The NSF grant will fund a project that builds on cross-campus collaborations by bringing engineers and ocean scientists together to produce innovations in OSU-developed ocean-sensing technologies such as ROSS - the robotic oceanographer surface sampler - and advanced underwater glider operations.

Announcing the grant on Wednesday, OSU said Geoff Hollinger, a roboticist, and Julie A. Adams, a computer scientist, of the College of Engineering; and Jack Barth, of the Marine Studies Initiative, Jonathan Nash and Kipp Shearman, both physical oceanographers, of the College of Earth, Ocean and Atmospheric Sciences are the principal investigators.

The project seeks to improve marine vehicles' autonomy capabilities and aims to increase their "neglect tolerance," namely the ability to withstand long periods with little to no communication from a human technician.

"In the current state of practice, human operators must provide specific waypoints for the vehicles to follow, which is both time consuming and inflexible," explained Hollinger in a news release."The research in this project will develop autonomy capabilities that facilitate on-vehicle intelligence, leading to longer duration deployments of unmanned underwater and surface vehicles as well as improving the oceanographic data collected and reducing the cost of these deployments."

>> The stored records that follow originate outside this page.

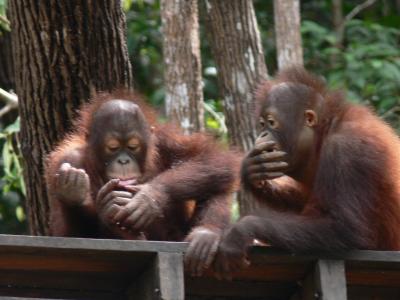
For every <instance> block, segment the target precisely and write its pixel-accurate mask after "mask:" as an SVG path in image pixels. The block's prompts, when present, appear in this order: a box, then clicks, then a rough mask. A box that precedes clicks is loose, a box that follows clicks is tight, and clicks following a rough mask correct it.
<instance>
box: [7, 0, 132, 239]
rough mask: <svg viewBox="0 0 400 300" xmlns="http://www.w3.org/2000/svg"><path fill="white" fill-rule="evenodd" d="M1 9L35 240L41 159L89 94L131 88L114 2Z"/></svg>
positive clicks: (19, 5)
mask: <svg viewBox="0 0 400 300" xmlns="http://www.w3.org/2000/svg"><path fill="white" fill-rule="evenodd" d="M9 9H10V20H11V28H12V46H13V58H14V62H15V79H16V92H17V94H18V98H19V113H20V117H21V132H20V140H21V151H22V155H23V158H24V162H25V164H24V169H25V174H24V178H25V182H26V188H27V199H26V200H27V210H28V220H29V223H30V230H31V233H32V234H36V235H43V234H46V233H47V231H48V224H47V223H48V222H47V214H48V201H47V195H46V188H45V184H44V179H43V177H42V174H43V162H44V157H45V155H46V154H47V153H48V152H49V151H50V150H51V149H52V148H53V146H54V144H55V143H56V142H57V141H59V140H60V139H61V138H62V137H63V135H64V133H65V132H66V130H68V128H69V125H70V124H71V122H70V121H71V119H72V118H73V117H74V115H75V110H76V109H77V108H78V107H79V106H80V105H81V104H82V103H83V102H85V101H87V99H88V98H89V97H90V96H91V94H92V93H93V92H94V91H96V90H105V91H108V90H111V89H114V88H115V87H130V86H131V82H132V75H131V68H130V64H129V61H128V54H127V47H126V42H125V16H124V14H123V12H122V9H121V3H120V1H117V0H114V1H110V0H96V1H88V0H80V1H52V0H43V1H36V0H26V1H25V0H24V1H19V0H11V1H10V2H9Z"/></svg>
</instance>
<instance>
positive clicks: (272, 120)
mask: <svg viewBox="0 0 400 300" xmlns="http://www.w3.org/2000/svg"><path fill="white" fill-rule="evenodd" d="M267 122H268V126H269V127H271V128H277V127H278V122H277V121H276V120H275V119H274V118H273V117H272V116H268V119H267Z"/></svg>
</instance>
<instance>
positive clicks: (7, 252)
mask: <svg viewBox="0 0 400 300" xmlns="http://www.w3.org/2000/svg"><path fill="white" fill-rule="evenodd" d="M185 249H186V243H168V242H152V241H121V240H101V239H80V238H54V237H31V236H8V235H0V299H2V298H1V296H18V297H38V298H63V299H158V298H157V297H155V296H154V297H153V295H152V297H151V298H140V297H137V296H136V295H132V294H129V288H130V287H132V286H133V285H134V284H135V282H139V281H140V280H141V278H142V276H144V274H145V273H146V271H147V270H148V269H151V267H152V266H153V265H155V264H157V266H158V264H163V265H168V264H169V263H171V262H170V261H169V255H170V256H172V257H175V259H174V260H173V264H174V267H175V270H176V272H179V270H180V272H181V273H182V274H183V266H182V263H180V264H179V263H177V262H176V261H177V260H178V261H180V262H182V258H181V257H182V255H183V252H184V251H185ZM176 257H178V258H179V259H177V258H176ZM159 270H160V268H159V267H158V269H157V270H156V271H155V272H152V273H150V275H149V277H148V280H149V281H150V279H152V277H151V276H154V277H155V279H154V289H155V290H158V291H159V292H158V293H157V295H160V296H162V295H163V294H166V295H170V293H171V292H170V287H169V286H168V285H167V284H166V283H165V280H163V279H159V278H158V275H159V273H160V272H159ZM182 277H183V275H182ZM177 280H178V281H180V284H181V285H182V286H179V284H178V282H177V281H175V282H174V283H175V284H176V290H177V291H178V290H181V294H183V279H182V278H181V279H179V278H177ZM143 287H144V286H143ZM138 293H139V292H138ZM168 293H169V294H168ZM138 295H139V294H138ZM128 296H129V298H128ZM159 299H161V298H159ZM163 299H171V300H175V299H176V300H178V299H183V297H181V298H174V297H165V298H163Z"/></svg>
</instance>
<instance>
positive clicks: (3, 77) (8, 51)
mask: <svg viewBox="0 0 400 300" xmlns="http://www.w3.org/2000/svg"><path fill="white" fill-rule="evenodd" d="M0 88H2V89H4V90H7V91H9V90H13V89H15V80H14V64H13V59H12V48H11V33H10V32H3V33H1V35H0Z"/></svg>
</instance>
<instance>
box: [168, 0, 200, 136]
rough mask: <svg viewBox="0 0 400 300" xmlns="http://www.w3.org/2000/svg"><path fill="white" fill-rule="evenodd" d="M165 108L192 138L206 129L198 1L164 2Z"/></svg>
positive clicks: (170, 114)
mask: <svg viewBox="0 0 400 300" xmlns="http://www.w3.org/2000/svg"><path fill="white" fill-rule="evenodd" d="M161 21H162V31H163V53H164V66H165V71H164V78H165V88H166V97H165V107H166V113H167V116H168V117H169V118H170V119H172V120H174V121H176V122H177V123H178V124H180V126H181V127H182V128H183V130H184V132H185V133H187V134H189V133H191V132H193V131H199V130H200V131H201V130H203V129H204V111H203V90H202V77H201V57H200V40H199V22H198V7H197V0H161Z"/></svg>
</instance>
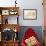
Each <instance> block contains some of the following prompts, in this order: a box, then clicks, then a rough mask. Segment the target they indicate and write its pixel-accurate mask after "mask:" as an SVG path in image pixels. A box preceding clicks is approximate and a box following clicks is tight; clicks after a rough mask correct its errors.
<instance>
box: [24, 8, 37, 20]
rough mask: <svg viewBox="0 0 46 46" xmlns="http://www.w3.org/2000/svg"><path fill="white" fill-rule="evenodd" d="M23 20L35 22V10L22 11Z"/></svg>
mask: <svg viewBox="0 0 46 46" xmlns="http://www.w3.org/2000/svg"><path fill="white" fill-rule="evenodd" d="M23 19H24V20H36V19H37V9H23Z"/></svg>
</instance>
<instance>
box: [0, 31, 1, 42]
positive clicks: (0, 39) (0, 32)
mask: <svg viewBox="0 0 46 46" xmlns="http://www.w3.org/2000/svg"><path fill="white" fill-rule="evenodd" d="M0 41H1V32H0Z"/></svg>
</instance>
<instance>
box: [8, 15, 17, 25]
mask: <svg viewBox="0 0 46 46" xmlns="http://www.w3.org/2000/svg"><path fill="white" fill-rule="evenodd" d="M14 20H15V21H14ZM8 24H18V17H17V16H12V17H11V18H10V19H8Z"/></svg>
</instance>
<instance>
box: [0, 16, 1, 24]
mask: <svg viewBox="0 0 46 46" xmlns="http://www.w3.org/2000/svg"><path fill="white" fill-rule="evenodd" d="M0 24H1V15H0Z"/></svg>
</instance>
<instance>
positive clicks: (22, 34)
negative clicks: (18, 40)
mask: <svg viewBox="0 0 46 46" xmlns="http://www.w3.org/2000/svg"><path fill="white" fill-rule="evenodd" d="M28 28H32V29H34V31H35V32H36V34H37V37H38V39H39V41H40V42H41V43H43V30H42V26H21V27H20V32H19V39H20V42H21V40H22V38H23V36H24V33H25V32H26V30H27V29H28Z"/></svg>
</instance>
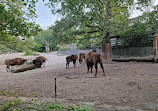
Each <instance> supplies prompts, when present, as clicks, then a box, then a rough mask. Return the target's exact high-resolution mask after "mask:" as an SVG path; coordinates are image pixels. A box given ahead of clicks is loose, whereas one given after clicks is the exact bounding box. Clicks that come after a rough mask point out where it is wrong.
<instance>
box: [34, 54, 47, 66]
mask: <svg viewBox="0 0 158 111" xmlns="http://www.w3.org/2000/svg"><path fill="white" fill-rule="evenodd" d="M46 60H47V58H46V57H44V56H39V57H37V58H36V59H35V60H33V64H34V65H36V66H39V67H41V66H42V64H43V67H44V66H45V63H46Z"/></svg>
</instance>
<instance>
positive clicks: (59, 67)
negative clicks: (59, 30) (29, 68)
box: [0, 52, 158, 111]
mask: <svg viewBox="0 0 158 111" xmlns="http://www.w3.org/2000/svg"><path fill="white" fill-rule="evenodd" d="M41 55H43V56H45V57H47V58H48V61H47V63H46V66H45V67H42V68H38V69H34V70H29V71H25V72H20V73H11V72H6V69H5V67H6V66H5V65H4V64H3V63H4V59H7V58H15V57H23V58H32V59H33V58H35V56H22V53H18V54H6V55H0V93H1V98H0V99H3V93H4V91H8V92H9V93H10V94H12V96H19V97H27V98H31V97H32V98H33V97H36V98H38V99H40V98H46V99H47V100H51V98H54V97H55V96H54V78H57V101H60V102H61V103H65V104H77V105H85V104H86V105H92V106H98V107H99V106H100V107H102V108H103V107H106V108H107V107H111V106H112V107H113V106H119V109H120V108H121V107H126V108H127V109H128V108H129V107H130V108H134V109H140V110H146V111H158V64H157V63H146V62H109V61H105V63H104V69H105V73H106V76H103V73H102V70H101V68H100V66H99V67H98V69H99V71H98V75H97V77H95V76H94V75H95V74H94V72H95V70H94V69H93V73H89V74H87V67H86V65H81V64H79V62H78V61H77V65H76V67H75V68H74V67H73V64H72V63H71V64H70V69H66V68H65V63H66V60H65V57H66V56H58V55H57V54H56V52H53V53H49V54H41ZM53 102H54V101H53ZM60 102H59V103H60ZM126 111H128V110H126ZM133 111H135V110H133Z"/></svg>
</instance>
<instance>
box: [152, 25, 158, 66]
mask: <svg viewBox="0 0 158 111" xmlns="http://www.w3.org/2000/svg"><path fill="white" fill-rule="evenodd" d="M157 39H158V23H157V33H156V38H155V39H154V41H153V55H154V58H155V62H156V63H157V62H158V53H157Z"/></svg>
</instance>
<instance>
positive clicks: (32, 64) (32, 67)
mask: <svg viewBox="0 0 158 111" xmlns="http://www.w3.org/2000/svg"><path fill="white" fill-rule="evenodd" d="M39 67H40V66H37V65H34V64H26V65H19V66H13V67H12V68H11V72H12V73H18V72H23V71H27V70H32V69H35V68H39Z"/></svg>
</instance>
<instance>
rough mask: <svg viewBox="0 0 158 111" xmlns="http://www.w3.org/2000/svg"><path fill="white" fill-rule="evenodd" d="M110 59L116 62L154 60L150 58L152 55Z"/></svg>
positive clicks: (152, 60) (142, 61)
mask: <svg viewBox="0 0 158 111" xmlns="http://www.w3.org/2000/svg"><path fill="white" fill-rule="evenodd" d="M112 61H117V62H130V61H137V62H155V60H154V58H152V57H129V58H113V59H112Z"/></svg>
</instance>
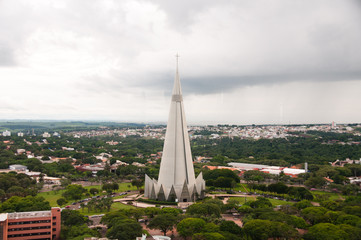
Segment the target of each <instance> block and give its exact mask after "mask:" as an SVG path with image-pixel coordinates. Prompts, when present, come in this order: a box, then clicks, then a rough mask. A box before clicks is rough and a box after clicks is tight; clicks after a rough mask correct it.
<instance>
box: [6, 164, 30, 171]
mask: <svg viewBox="0 0 361 240" xmlns="http://www.w3.org/2000/svg"><path fill="white" fill-rule="evenodd" d="M9 169H10V170H12V171H27V170H28V167H27V166H24V165H20V164H14V165H10V166H9Z"/></svg>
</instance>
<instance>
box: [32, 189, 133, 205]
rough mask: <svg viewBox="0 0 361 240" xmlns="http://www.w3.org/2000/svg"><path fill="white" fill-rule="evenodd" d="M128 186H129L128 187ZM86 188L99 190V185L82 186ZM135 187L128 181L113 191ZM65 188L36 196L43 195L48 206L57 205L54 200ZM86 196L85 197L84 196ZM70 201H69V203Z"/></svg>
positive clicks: (59, 196) (123, 189) (69, 202)
mask: <svg viewBox="0 0 361 240" xmlns="http://www.w3.org/2000/svg"><path fill="white" fill-rule="evenodd" d="M128 186H130V188H129V187H128ZM84 188H86V189H88V190H89V189H90V188H97V189H99V190H101V185H93V186H86V187H84ZM136 189H137V188H136V187H133V186H132V185H131V184H130V183H119V189H118V190H117V191H115V192H125V191H128V190H136ZM64 191H65V190H59V191H49V192H41V193H38V195H37V196H41V197H44V198H45V200H46V201H48V202H49V203H50V206H52V207H58V204H57V203H56V200H58V199H59V198H61V197H62V193H63V192H64ZM101 194H103V195H104V194H105V193H101ZM84 198H87V197H84ZM71 202H72V201H69V203H71Z"/></svg>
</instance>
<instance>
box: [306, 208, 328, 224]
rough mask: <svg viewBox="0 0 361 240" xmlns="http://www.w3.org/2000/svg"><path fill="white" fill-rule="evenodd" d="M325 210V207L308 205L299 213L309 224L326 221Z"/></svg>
mask: <svg viewBox="0 0 361 240" xmlns="http://www.w3.org/2000/svg"><path fill="white" fill-rule="evenodd" d="M326 212H327V209H326V208H324V207H308V208H305V209H303V210H302V211H301V215H302V217H303V218H305V219H306V220H308V221H309V222H310V223H311V224H317V223H322V222H327V221H328V219H327V217H326V215H325V214H326Z"/></svg>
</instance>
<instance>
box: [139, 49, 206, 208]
mask: <svg viewBox="0 0 361 240" xmlns="http://www.w3.org/2000/svg"><path fill="white" fill-rule="evenodd" d="M204 190H205V182H204V180H203V176H202V173H200V174H199V175H198V177H197V178H195V175H194V168H193V161H192V153H191V147H190V143H189V136H188V130H187V123H186V119H185V113H184V106H183V97H182V90H181V85H180V80H179V73H178V56H177V70H176V76H175V80H174V87H173V94H172V101H171V105H170V112H169V117H168V124H167V132H166V134H165V141H164V146H163V156H162V160H161V162H160V171H159V177H158V181H157V180H155V179H151V178H150V177H148V175H145V189H144V196H145V197H147V198H150V199H158V200H159V201H176V200H178V201H180V202H192V201H195V200H196V199H198V198H202V197H203V195H204V193H203V192H204Z"/></svg>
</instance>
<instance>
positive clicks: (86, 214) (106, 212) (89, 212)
mask: <svg viewBox="0 0 361 240" xmlns="http://www.w3.org/2000/svg"><path fill="white" fill-rule="evenodd" d="M131 208H135V207H134V206H132V205H126V204H123V203H120V202H115V203H113V204H112V207H111V208H110V212H115V211H118V210H121V209H131ZM79 212H81V213H82V214H84V215H88V216H90V215H99V214H106V213H108V211H88V209H87V208H84V209H79Z"/></svg>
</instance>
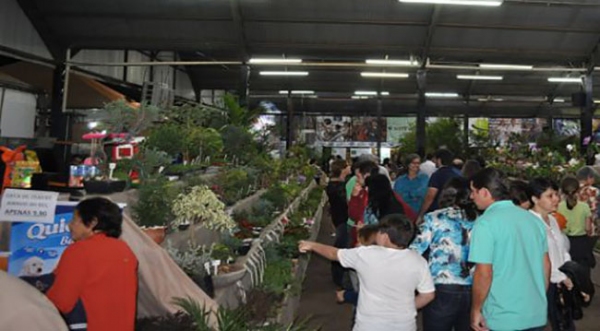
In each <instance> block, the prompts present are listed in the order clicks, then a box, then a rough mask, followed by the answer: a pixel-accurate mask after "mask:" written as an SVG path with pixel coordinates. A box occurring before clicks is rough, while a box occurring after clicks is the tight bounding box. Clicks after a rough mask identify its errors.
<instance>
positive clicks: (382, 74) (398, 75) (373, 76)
mask: <svg viewBox="0 0 600 331" xmlns="http://www.w3.org/2000/svg"><path fill="white" fill-rule="evenodd" d="M360 75H361V76H362V77H367V78H408V74H405V73H391V72H361V73H360Z"/></svg>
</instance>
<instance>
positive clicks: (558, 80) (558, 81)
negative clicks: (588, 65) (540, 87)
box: [548, 77, 583, 83]
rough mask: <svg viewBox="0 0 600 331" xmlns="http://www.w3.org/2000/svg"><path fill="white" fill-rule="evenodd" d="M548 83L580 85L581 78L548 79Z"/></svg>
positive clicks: (549, 78)
mask: <svg viewBox="0 0 600 331" xmlns="http://www.w3.org/2000/svg"><path fill="white" fill-rule="evenodd" d="M548 81H549V82H550V83H582V82H583V81H582V79H581V77H550V78H548Z"/></svg>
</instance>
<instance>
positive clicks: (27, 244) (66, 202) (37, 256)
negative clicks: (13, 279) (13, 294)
mask: <svg viewBox="0 0 600 331" xmlns="http://www.w3.org/2000/svg"><path fill="white" fill-rule="evenodd" d="M76 205H77V203H76V202H59V203H58V204H57V205H56V207H55V208H56V209H55V213H54V221H53V223H50V224H48V223H39V222H38V223H32V222H19V223H13V224H12V227H11V239H10V251H11V254H10V258H9V260H8V273H9V274H11V275H13V276H17V277H21V276H40V275H44V274H48V273H51V272H52V271H53V270H54V268H55V267H56V264H57V263H58V260H59V259H60V256H61V255H62V253H63V252H64V250H65V249H66V248H67V246H69V245H70V244H71V243H72V240H71V233H70V232H69V227H68V225H69V223H70V222H71V220H72V219H73V213H74V211H75V206H76Z"/></svg>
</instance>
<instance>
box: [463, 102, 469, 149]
mask: <svg viewBox="0 0 600 331" xmlns="http://www.w3.org/2000/svg"><path fill="white" fill-rule="evenodd" d="M467 107H468V106H467ZM463 140H464V141H463V150H464V151H465V155H463V157H469V156H470V155H468V152H469V112H468V110H467V112H465V116H464V118H463Z"/></svg>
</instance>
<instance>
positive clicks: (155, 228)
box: [142, 226, 167, 245]
mask: <svg viewBox="0 0 600 331" xmlns="http://www.w3.org/2000/svg"><path fill="white" fill-rule="evenodd" d="M142 230H143V231H144V233H146V235H148V237H150V238H151V239H152V240H154V242H155V243H157V244H159V245H160V244H162V242H163V241H165V235H166V230H167V227H165V226H158V227H153V228H145V229H142Z"/></svg>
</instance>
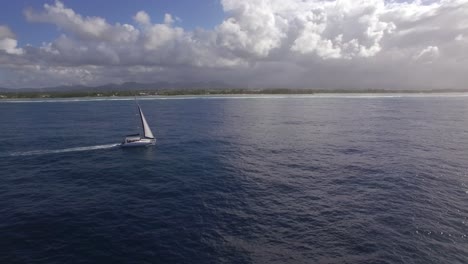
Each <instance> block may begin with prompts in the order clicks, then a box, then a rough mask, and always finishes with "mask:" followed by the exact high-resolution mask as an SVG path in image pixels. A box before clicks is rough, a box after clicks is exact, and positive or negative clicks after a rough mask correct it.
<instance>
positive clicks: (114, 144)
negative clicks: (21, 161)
mask: <svg viewBox="0 0 468 264" xmlns="http://www.w3.org/2000/svg"><path fill="white" fill-rule="evenodd" d="M119 145H120V144H106V145H96V146H87V147H75V148H66V149H44V150H31V151H22V152H13V153H9V154H7V155H5V156H10V157H17V156H31V155H44V154H56V153H66V152H78V151H90V150H99V149H110V148H115V147H117V146H119Z"/></svg>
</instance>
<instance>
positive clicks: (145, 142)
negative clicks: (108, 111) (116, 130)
mask: <svg viewBox="0 0 468 264" xmlns="http://www.w3.org/2000/svg"><path fill="white" fill-rule="evenodd" d="M137 107H138V113H139V114H140V121H141V127H142V128H143V134H134V135H127V136H125V139H124V140H123V142H122V144H120V146H121V147H125V148H126V147H145V146H151V145H154V144H156V138H155V137H154V135H153V132H152V131H151V128H150V127H149V126H148V122H146V118H145V115H144V114H143V111H142V110H141V107H140V105H138V103H137Z"/></svg>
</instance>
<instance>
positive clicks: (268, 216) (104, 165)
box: [0, 94, 468, 263]
mask: <svg viewBox="0 0 468 264" xmlns="http://www.w3.org/2000/svg"><path fill="white" fill-rule="evenodd" d="M139 104H140V106H141V108H142V109H143V111H144V113H145V116H146V119H147V120H148V123H149V125H150V126H151V128H152V130H153V133H154V134H155V136H156V138H157V143H156V145H155V146H153V147H149V148H142V149H121V148H119V147H118V144H119V143H120V142H121V141H122V139H123V137H124V136H125V135H126V134H131V133H134V132H138V129H137V125H138V119H137V117H136V114H137V112H136V108H135V102H134V101H133V99H132V98H94V99H57V100H52V99H50V100H10V101H8V100H2V101H0V131H1V134H0V135H1V136H0V234H1V235H0V263H468V237H467V235H468V95H467V94H445V95H444V94H442V95H411V94H407V95H398V94H397V95H394V94H392V95H385V94H384V95H378V94H367V95H339V94H335V95H291V96H279V95H278V96H266V95H265V96H211V97H210V96H207V97H191V96H177V97H145V98H140V99H139Z"/></svg>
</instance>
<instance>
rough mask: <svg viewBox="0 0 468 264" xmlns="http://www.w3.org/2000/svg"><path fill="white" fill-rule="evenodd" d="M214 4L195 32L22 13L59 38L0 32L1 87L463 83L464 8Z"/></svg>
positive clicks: (156, 25) (454, 4)
mask: <svg viewBox="0 0 468 264" xmlns="http://www.w3.org/2000/svg"><path fill="white" fill-rule="evenodd" d="M221 4H222V6H223V11H224V12H225V19H224V20H223V21H222V22H220V23H219V25H217V26H216V27H215V28H214V29H212V30H205V29H195V30H193V31H187V30H185V29H184V28H182V27H180V26H178V25H179V23H178V21H179V20H180V19H179V18H177V17H175V16H173V15H172V14H165V15H164V17H161V18H152V17H150V15H149V14H148V13H147V12H146V11H144V10H142V11H139V12H137V13H136V14H135V15H134V16H133V20H134V24H125V23H123V24H121V23H115V24H110V23H108V22H107V21H106V20H105V19H104V18H102V17H89V16H84V15H81V14H77V13H76V12H75V11H74V10H72V9H70V8H68V7H66V6H65V5H64V4H63V3H62V2H60V1H56V2H55V3H54V4H45V5H44V6H43V8H42V9H41V10H33V9H27V10H25V12H24V15H25V18H26V19H27V20H28V21H30V22H36V23H37V22H39V23H50V24H54V25H56V26H57V28H58V30H60V32H61V33H62V34H61V36H59V37H58V38H57V39H54V40H50V41H49V42H46V43H44V44H43V45H42V46H39V47H34V46H25V47H18V44H17V43H18V42H17V40H16V36H15V34H14V33H13V32H11V30H10V29H9V28H8V27H5V26H0V62H2V64H0V65H1V66H0V71H4V72H8V73H9V74H8V76H9V77H8V81H3V84H2V83H1V82H0V85H6V84H8V85H10V86H12V87H21V86H43V85H46V86H47V85H57V84H63V83H70V84H72V83H80V84H100V83H107V82H120V81H122V82H124V81H129V80H132V81H133V80H134V81H141V82H152V81H160V80H164V81H203V80H205V81H212V80H218V81H225V82H231V83H233V84H235V85H239V86H245V87H272V86H278V87H293V88H296V87H308V88H387V89H401V88H405V89H410V88H454V87H456V88H464V87H465V86H464V85H465V84H466V83H467V81H468V77H467V76H466V74H464V73H463V69H466V68H467V67H468V38H467V37H466V36H467V34H468V33H467V32H468V26H467V25H468V1H467V0H439V1H430V2H429V1H413V2H397V1H384V0H355V1H352V0H336V1H332V0H310V1H302V0H288V1H284V0H221ZM155 21H159V22H155ZM3 62H4V64H3ZM25 76H30V77H31V78H25ZM43 76H44V77H43Z"/></svg>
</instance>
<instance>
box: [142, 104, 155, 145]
mask: <svg viewBox="0 0 468 264" xmlns="http://www.w3.org/2000/svg"><path fill="white" fill-rule="evenodd" d="M138 110H139V111H140V117H141V125H142V126H143V136H144V137H145V138H154V136H153V132H151V129H150V128H149V126H148V123H147V122H146V118H145V115H143V111H141V108H140V106H138Z"/></svg>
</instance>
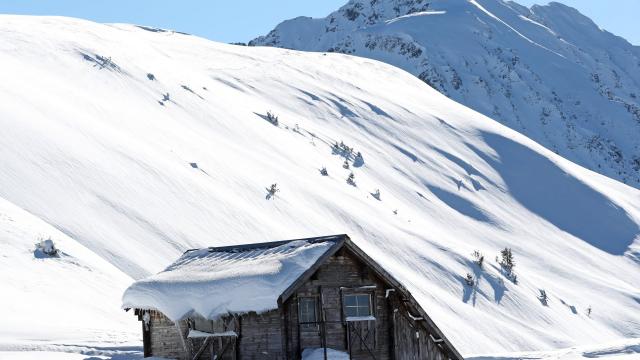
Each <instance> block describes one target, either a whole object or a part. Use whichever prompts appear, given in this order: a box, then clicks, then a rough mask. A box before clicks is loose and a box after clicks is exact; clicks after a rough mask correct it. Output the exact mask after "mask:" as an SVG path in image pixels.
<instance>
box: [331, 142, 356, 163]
mask: <svg viewBox="0 0 640 360" xmlns="http://www.w3.org/2000/svg"><path fill="white" fill-rule="evenodd" d="M331 149H332V151H333V153H334V154H337V155H340V156H342V157H344V158H345V159H346V160H349V159H351V157H352V156H353V148H352V147H349V146H347V145H346V144H345V143H344V142H342V141H340V142H339V143H338V142H336V143H334V144H333V146H332V147H331Z"/></svg>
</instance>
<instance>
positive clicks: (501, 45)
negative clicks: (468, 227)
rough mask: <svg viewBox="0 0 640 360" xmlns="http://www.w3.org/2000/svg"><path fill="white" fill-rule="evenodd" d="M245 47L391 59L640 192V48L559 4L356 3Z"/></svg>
mask: <svg viewBox="0 0 640 360" xmlns="http://www.w3.org/2000/svg"><path fill="white" fill-rule="evenodd" d="M250 45H254V46H257V45H261V46H276V47H283V48H290V49H298V50H304V51H329V52H340V53H345V54H351V55H357V56H363V57H368V58H373V59H377V60H380V61H383V62H387V63H390V64H392V65H395V66H398V67H400V68H402V69H404V70H406V71H408V72H410V73H412V74H413V75H415V76H417V77H418V78H420V79H422V80H423V81H425V82H426V83H427V84H429V85H430V86H432V87H433V88H435V89H436V90H438V91H440V92H441V93H443V94H445V95H447V96H448V97H450V98H452V99H454V100H456V101H458V102H460V103H462V104H465V105H467V106H469V107H471V108H473V109H474V110H477V111H479V112H481V113H483V114H485V115H487V116H489V117H492V118H495V119H496V120H498V121H500V122H502V123H503V124H505V125H507V126H509V127H511V128H513V129H515V130H517V131H519V132H522V133H524V134H526V135H527V136H529V137H531V138H533V139H534V140H536V141H538V142H540V143H541V144H543V145H544V146H546V147H548V148H550V149H551V150H553V151H554V152H556V153H559V154H561V155H562V156H564V157H567V158H569V159H570V160H572V161H575V162H577V163H579V164H581V165H583V166H585V167H587V168H590V169H592V170H594V171H597V172H600V173H602V174H605V175H607V176H610V177H612V178H614V179H617V180H619V181H622V182H625V183H627V184H629V185H631V186H634V187H636V188H637V187H638V186H640V141H638V139H639V138H640V137H638V136H637V134H638V133H640V95H639V94H640V77H639V76H638V74H639V73H640V71H639V70H640V51H639V49H640V48H639V47H637V46H633V45H631V44H629V43H628V42H627V41H626V40H624V39H623V38H621V37H618V36H615V35H613V34H611V33H608V32H606V31H604V30H602V29H600V28H599V27H598V26H597V25H596V24H595V23H594V22H593V21H592V20H591V19H589V18H588V17H586V16H584V15H582V14H581V13H580V12H579V11H577V10H575V9H573V8H571V7H569V6H566V5H564V4H561V3H551V4H549V5H534V6H532V7H531V8H527V7H525V6H522V5H519V4H517V3H515V2H507V1H502V0H478V1H472V0H456V1H442V0H435V1H424V0H401V1H390V0H386V1H371V2H370V1H363V0H351V1H349V2H348V3H347V4H346V5H345V6H343V7H341V8H340V9H339V10H337V11H336V12H334V13H332V14H330V15H329V16H327V17H326V18H320V19H311V18H296V19H294V20H287V21H285V22H283V23H281V24H280V25H278V26H277V27H276V28H275V29H274V30H273V31H271V32H270V33H269V34H268V35H266V36H263V37H258V38H256V39H254V40H253V41H251V42H250ZM567 84H571V85H570V86H569V85H567Z"/></svg>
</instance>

The OSU College of Engineering established the Collaborative Robotics and Intelligent Systems Institute three months to advance the theory, design, development and deployment of robots and intelligent systems able to collaborate with people. Prior to the new grant, the college received 3.6 million dollars in robotics-related funding in fiscal year 2017, and 6.5 million dollars from the Defense Advanced Research Projects Agency (DARPA) to make artificial-intelligence-based systems.